CK International said it worked closely with Re-Gen to understand its specific requirements, which resulted in a few modifications to the baler.
Another “key feature” of the baler is an integrated at a management system, which allows Re-Gen’s team to remotely monitor the bale production, consistency, and made aware of any real time problems.
UK Polymers back Iceland’s plastic reporting
Paul Mayhew, MBA Polymers UK general manager, has spoken out in favour of the retailer Iceland after it published its own plastic packaging usage data and urged its rivals to follow suit.
On Wednesday, the supermarket chain said it used used 32,000 tonnes of plastic in 2019, and urged others to publish the same figures.
Mr Mayhew said that he supports Iceland’s call for the UK Government to amend the Environment Bill to incorporate mandatory plastic packaging reporting within businesses.
He added that to help the UK move towards a circular economy for plastic packaging, business and the UK Government must:
- Support and promote the move towards greater transparency and ownership by brands
- Promote the use of recycled content to drive the recycling of ‘recyclable single use plastics’
- Support concrete UK targets for reducing plastic waste and promote the circular economy through recycled content incentives or targets.
Paul Mayhew said: “As a leading plastics recycler, we welcome Iceland’s commitment to greater transparency in reporting the true scale of plastic waste generated by their primary product and delivery packaging.
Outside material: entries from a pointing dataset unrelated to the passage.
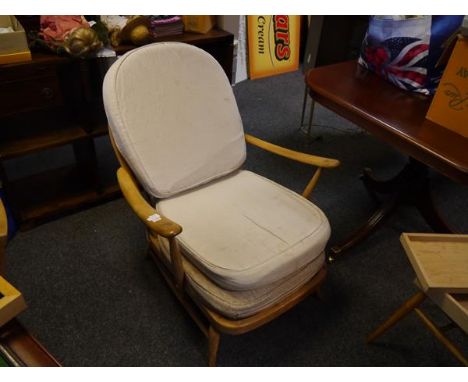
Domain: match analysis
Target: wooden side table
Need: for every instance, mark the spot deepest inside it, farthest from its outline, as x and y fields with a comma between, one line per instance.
x=17, y=346
x=441, y=266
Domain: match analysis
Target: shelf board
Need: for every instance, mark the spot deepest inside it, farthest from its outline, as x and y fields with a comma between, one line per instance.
x=213, y=35
x=45, y=139
x=50, y=194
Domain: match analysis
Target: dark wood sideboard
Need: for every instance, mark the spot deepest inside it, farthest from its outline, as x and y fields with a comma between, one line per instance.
x=54, y=101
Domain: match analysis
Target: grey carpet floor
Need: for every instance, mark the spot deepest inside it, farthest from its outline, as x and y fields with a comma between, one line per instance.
x=94, y=299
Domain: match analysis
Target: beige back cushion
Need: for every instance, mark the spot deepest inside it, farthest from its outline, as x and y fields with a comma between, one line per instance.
x=173, y=117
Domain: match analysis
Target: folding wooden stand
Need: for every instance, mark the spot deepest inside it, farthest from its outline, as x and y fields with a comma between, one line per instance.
x=441, y=266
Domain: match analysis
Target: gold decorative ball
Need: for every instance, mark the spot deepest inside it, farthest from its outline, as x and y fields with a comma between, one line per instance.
x=81, y=42
x=140, y=35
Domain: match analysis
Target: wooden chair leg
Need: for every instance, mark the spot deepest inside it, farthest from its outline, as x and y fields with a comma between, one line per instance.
x=401, y=312
x=213, y=345
x=443, y=339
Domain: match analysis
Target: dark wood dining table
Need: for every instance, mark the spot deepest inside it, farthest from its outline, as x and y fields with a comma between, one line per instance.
x=397, y=117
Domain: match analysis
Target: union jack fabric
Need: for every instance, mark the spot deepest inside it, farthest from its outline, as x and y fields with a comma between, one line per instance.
x=407, y=52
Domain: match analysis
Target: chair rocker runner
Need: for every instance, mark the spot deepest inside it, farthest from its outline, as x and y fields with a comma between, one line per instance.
x=237, y=249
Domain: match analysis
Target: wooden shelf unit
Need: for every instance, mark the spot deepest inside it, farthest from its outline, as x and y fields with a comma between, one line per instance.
x=54, y=101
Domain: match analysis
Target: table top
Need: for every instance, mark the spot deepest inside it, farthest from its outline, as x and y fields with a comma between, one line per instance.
x=439, y=260
x=391, y=114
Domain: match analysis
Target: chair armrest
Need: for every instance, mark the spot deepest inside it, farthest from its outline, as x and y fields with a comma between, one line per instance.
x=143, y=209
x=291, y=154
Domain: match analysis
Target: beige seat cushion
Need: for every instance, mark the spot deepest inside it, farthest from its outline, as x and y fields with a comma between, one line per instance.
x=241, y=304
x=246, y=232
x=173, y=117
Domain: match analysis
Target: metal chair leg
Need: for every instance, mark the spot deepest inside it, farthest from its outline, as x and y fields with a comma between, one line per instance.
x=304, y=103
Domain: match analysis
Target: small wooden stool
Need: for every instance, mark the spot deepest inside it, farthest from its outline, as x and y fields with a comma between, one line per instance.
x=441, y=266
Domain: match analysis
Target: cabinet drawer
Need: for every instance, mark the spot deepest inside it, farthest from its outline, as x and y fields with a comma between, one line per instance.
x=29, y=94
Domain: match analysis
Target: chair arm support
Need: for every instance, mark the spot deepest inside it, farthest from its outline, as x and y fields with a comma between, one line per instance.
x=291, y=154
x=3, y=237
x=143, y=209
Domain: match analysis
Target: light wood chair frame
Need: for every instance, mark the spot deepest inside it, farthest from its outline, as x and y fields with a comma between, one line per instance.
x=3, y=237
x=211, y=323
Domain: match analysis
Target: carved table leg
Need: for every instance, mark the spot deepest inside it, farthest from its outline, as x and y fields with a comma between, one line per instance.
x=365, y=230
x=411, y=186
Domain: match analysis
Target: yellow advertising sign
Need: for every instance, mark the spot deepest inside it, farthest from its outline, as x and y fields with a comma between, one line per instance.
x=449, y=107
x=273, y=44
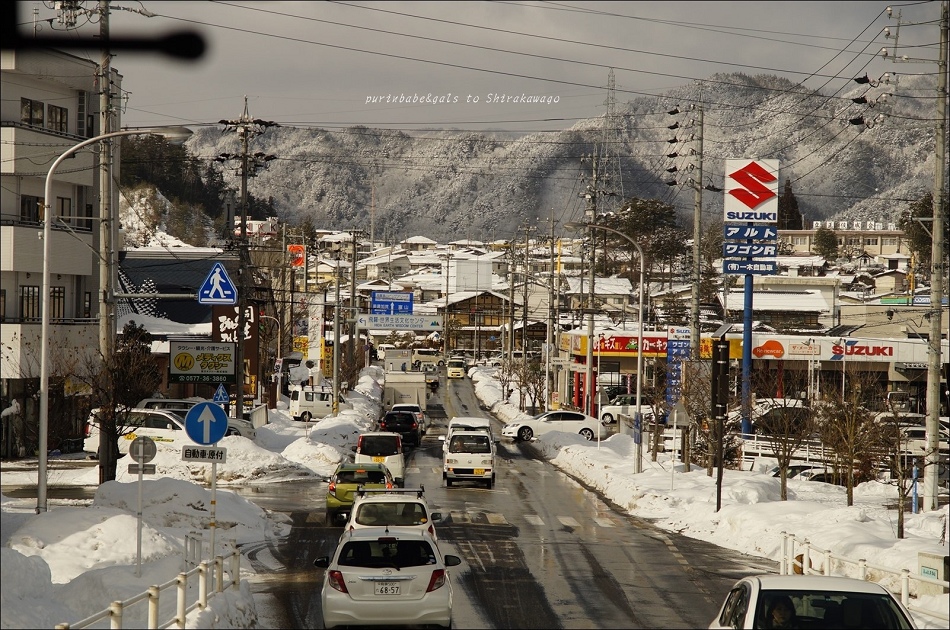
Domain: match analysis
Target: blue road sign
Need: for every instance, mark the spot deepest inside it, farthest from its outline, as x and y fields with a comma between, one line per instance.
x=221, y=395
x=217, y=287
x=206, y=423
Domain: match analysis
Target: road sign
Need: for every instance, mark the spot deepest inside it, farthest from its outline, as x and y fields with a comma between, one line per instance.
x=217, y=287
x=221, y=395
x=206, y=423
x=143, y=449
x=209, y=454
x=398, y=322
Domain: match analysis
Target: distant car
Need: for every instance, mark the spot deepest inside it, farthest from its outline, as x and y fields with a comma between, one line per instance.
x=395, y=507
x=819, y=601
x=181, y=406
x=405, y=423
x=382, y=447
x=570, y=421
x=347, y=479
x=382, y=577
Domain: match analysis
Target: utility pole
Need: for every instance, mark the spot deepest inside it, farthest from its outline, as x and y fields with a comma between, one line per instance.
x=246, y=127
x=938, y=263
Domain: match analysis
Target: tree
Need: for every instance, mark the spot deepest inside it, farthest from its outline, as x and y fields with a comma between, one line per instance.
x=789, y=217
x=117, y=384
x=825, y=243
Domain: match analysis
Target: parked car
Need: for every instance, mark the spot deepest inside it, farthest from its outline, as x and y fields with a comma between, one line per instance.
x=181, y=406
x=395, y=507
x=570, y=421
x=405, y=423
x=384, y=577
x=347, y=479
x=421, y=416
x=818, y=601
x=382, y=447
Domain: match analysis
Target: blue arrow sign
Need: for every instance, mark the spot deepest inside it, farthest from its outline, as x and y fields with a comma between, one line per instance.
x=221, y=395
x=217, y=288
x=206, y=423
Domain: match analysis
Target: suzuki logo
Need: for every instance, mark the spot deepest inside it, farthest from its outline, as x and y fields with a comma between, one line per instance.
x=752, y=178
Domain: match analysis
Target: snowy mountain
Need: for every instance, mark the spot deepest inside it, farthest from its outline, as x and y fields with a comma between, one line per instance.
x=451, y=185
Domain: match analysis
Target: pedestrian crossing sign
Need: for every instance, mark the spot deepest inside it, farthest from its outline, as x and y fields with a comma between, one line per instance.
x=217, y=288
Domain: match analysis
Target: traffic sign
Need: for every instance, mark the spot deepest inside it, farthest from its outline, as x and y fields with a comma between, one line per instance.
x=143, y=449
x=221, y=395
x=206, y=423
x=217, y=287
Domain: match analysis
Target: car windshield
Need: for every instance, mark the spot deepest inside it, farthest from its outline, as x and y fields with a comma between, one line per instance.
x=386, y=552
x=832, y=610
x=392, y=513
x=361, y=476
x=378, y=445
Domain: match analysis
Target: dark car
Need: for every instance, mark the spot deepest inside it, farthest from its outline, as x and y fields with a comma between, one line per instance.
x=405, y=424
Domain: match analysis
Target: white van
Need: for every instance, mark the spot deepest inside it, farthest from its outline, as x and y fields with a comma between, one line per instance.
x=314, y=401
x=469, y=456
x=426, y=355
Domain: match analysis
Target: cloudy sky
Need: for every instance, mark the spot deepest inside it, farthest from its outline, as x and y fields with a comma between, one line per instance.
x=335, y=64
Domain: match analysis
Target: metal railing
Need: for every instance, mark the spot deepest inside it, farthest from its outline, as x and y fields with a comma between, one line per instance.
x=799, y=556
x=211, y=577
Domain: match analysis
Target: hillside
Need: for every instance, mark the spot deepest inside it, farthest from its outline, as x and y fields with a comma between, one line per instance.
x=451, y=185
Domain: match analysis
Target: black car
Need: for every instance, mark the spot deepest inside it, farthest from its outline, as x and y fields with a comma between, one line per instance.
x=405, y=424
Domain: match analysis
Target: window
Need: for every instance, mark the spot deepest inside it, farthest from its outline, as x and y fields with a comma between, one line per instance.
x=57, y=302
x=30, y=208
x=30, y=302
x=57, y=118
x=31, y=112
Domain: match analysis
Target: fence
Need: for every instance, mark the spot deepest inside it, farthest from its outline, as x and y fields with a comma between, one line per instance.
x=116, y=612
x=798, y=556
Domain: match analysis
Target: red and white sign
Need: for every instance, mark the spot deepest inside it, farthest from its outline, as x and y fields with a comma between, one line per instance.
x=751, y=194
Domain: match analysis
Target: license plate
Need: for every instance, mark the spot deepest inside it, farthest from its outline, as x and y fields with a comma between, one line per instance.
x=386, y=588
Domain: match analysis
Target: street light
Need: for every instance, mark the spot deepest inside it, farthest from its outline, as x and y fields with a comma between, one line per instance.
x=175, y=134
x=596, y=226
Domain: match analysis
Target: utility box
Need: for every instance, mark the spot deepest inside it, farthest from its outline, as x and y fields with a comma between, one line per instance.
x=935, y=566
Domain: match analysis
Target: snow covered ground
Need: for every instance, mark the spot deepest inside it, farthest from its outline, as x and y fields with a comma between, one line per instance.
x=73, y=560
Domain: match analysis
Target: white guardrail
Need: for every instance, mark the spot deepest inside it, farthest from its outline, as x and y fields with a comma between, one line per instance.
x=799, y=556
x=117, y=610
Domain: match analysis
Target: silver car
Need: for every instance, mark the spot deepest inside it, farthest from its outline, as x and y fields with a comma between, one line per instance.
x=382, y=577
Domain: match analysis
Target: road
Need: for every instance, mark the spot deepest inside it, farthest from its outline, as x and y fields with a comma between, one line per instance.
x=539, y=550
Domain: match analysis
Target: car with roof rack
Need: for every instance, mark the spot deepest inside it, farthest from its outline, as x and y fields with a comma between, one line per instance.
x=393, y=508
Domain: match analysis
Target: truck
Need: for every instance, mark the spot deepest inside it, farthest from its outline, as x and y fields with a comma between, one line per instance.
x=405, y=387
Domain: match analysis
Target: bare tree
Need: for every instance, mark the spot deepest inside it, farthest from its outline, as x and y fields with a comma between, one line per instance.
x=117, y=384
x=848, y=428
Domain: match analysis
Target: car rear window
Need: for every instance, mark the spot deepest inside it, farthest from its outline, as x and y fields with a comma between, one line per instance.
x=387, y=553
x=361, y=476
x=392, y=513
x=378, y=445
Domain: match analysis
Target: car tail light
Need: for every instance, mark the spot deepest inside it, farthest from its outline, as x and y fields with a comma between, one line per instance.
x=335, y=580
x=437, y=580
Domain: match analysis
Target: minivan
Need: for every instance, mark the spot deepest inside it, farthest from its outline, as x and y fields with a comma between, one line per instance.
x=470, y=456
x=382, y=447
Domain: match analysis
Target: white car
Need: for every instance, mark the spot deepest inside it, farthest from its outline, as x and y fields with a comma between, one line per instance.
x=405, y=508
x=816, y=601
x=382, y=577
x=570, y=421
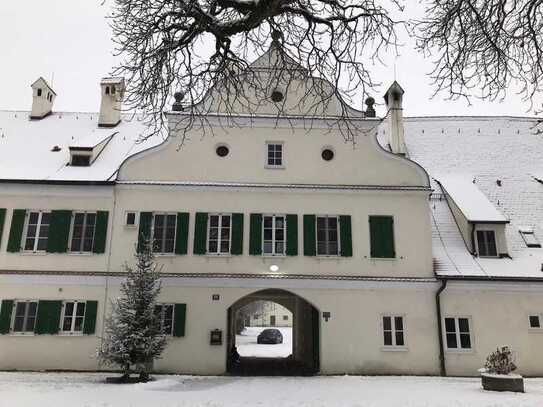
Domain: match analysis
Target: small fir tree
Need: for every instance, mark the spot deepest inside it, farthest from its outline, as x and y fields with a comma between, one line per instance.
x=500, y=361
x=133, y=337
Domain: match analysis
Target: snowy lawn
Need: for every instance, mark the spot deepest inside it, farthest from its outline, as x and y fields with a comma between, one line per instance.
x=247, y=346
x=88, y=390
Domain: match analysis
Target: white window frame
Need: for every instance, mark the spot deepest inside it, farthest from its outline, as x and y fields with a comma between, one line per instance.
x=393, y=331
x=274, y=254
x=163, y=253
x=14, y=314
x=126, y=225
x=219, y=237
x=38, y=228
x=162, y=305
x=72, y=330
x=459, y=348
x=540, y=316
x=72, y=224
x=529, y=238
x=270, y=143
x=327, y=242
x=486, y=230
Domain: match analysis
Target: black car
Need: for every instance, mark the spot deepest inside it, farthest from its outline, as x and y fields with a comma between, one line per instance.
x=270, y=336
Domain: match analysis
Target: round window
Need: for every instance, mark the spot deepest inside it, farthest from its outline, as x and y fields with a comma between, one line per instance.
x=222, y=151
x=327, y=154
x=277, y=96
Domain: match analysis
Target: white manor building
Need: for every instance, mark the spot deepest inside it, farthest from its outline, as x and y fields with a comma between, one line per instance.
x=414, y=250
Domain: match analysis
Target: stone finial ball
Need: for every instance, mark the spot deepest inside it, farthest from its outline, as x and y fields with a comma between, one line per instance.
x=179, y=96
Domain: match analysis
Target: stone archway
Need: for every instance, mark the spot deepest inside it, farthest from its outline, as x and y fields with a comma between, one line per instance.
x=305, y=358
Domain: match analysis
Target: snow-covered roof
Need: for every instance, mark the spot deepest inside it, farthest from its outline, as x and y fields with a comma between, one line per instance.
x=26, y=146
x=502, y=156
x=470, y=200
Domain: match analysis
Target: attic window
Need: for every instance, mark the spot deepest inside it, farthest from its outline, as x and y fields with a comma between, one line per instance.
x=529, y=237
x=80, y=160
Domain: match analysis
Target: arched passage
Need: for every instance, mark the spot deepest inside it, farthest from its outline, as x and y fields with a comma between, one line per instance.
x=305, y=337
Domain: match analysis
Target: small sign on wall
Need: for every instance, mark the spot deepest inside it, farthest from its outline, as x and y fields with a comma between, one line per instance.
x=215, y=337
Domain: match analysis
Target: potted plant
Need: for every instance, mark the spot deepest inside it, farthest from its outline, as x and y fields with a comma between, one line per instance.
x=497, y=375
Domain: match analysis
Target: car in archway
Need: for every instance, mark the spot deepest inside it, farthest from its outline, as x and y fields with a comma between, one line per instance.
x=270, y=336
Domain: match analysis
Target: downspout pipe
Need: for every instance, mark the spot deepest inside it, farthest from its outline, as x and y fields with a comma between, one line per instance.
x=442, y=368
x=473, y=249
You cannot manage what you do not measure – businesses need to be clear about the true extent of their plastic waste, to enable them to reduce their impact on the environment.”
Waste sector’s carbon impact in Scotland at ‘record low’
The carbon emissions associated with Scotland’s waste in 2018 dropped 11% compared with the previous year, to reach the lowest level since official recording began, according to a new Zero Waste Scotland report.
The report, The Carbon Footprint of Scotland’s Waste – Carbon Metric Report for 2017 and 2018– tracks the impact of the country’s waste, from its creation to disposal.
Zero Waste Scotland said that data released on 15 September shows that 10.3 million tonnes of carbon dioxide equivalent (Mt CO eq) were produced in 2018. The figure stands 30% below 2011’s baseline level, when Carbon Metric reporting began.
Dr Ramy Salemdeeb, report co-author and environmental analyst at Zero Waste Scotland, said: “We are in a better place than ever before in terms of managing our waste. The carbon impact of what we waste has reduced by almost a third since we began monitoring.”